01Goals
The organization starts with durable goal definitions: milestones, criteria, and dependencies. This is the contract for what work means.
- Goals decompose into milestones with explicit dependencies.
- Each criterion specifies its verification method: file check, command check, evaluator review, or human gate.
- Progress is measured by criteria passed, not by activity volume.
02Dispatch
A scheduler decides what is actionable and which agent should own it next. The system, not a meeting, determines who touches what.
- Dispatch carries spec, criteria, runtime context, prior attempts, and failure evidence.
- Agents are matched to work by role and capability rather than convenience.
- Retry budgets and escalation thresholds prevent infinite churn.
03Execution
Agents operate within bounded authority. They implement, review, analyze, or orchestrate, but always inside a declared role surface.
- Executors implement and produce artifacts.
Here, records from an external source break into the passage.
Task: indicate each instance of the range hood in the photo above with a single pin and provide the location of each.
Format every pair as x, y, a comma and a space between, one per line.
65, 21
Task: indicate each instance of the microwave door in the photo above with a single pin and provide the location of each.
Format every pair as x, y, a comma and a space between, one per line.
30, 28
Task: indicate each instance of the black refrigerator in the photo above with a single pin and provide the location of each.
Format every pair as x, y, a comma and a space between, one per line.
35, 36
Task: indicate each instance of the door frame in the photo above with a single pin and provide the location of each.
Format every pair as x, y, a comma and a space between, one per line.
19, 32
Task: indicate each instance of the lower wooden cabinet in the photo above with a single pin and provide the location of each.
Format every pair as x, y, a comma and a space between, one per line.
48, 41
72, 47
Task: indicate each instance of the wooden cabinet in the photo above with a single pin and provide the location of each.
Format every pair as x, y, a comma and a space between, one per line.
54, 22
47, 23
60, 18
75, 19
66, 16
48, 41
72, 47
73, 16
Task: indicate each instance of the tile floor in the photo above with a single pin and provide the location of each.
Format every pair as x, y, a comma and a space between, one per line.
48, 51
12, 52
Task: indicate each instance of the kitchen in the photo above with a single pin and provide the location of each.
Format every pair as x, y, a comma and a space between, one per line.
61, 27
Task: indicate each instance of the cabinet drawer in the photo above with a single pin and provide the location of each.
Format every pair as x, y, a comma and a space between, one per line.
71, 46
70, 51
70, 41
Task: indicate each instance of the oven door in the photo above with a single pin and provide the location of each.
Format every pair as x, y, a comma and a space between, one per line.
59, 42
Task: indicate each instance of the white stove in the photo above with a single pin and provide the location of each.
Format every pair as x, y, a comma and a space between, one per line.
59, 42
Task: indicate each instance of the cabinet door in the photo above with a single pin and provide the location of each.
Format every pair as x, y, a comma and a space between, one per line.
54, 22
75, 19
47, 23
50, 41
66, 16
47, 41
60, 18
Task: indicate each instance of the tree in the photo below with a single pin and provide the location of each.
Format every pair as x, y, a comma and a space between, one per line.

- Reviewers verify against criteria and failure evidence.
- Architects evaluate structural coherence before drift hardens into the system.
04Evaluation
Every outcome is checked. Mechanical criteria use deterministic checks. Subjective criteria use explicit evaluator logic instead of passive trust.
- Evaluation is independent of execution.
- False passes and weak evidence are tracked as first-class failure signals.
- Criteria that cannot be verified cleanly are a design problem, not an implementation detail.
05Memory
Patterns, interviews, and post-mortems feed back into later cycles. The organization keeps a durable account of what succeeded and what failed.
- Worker interviews capture friction, workarounds, and improvement suggestions.
- Pattern detectors identify recurring strategies and failure modes.
- Knowledge is queryable and can be injected into future dispatch context.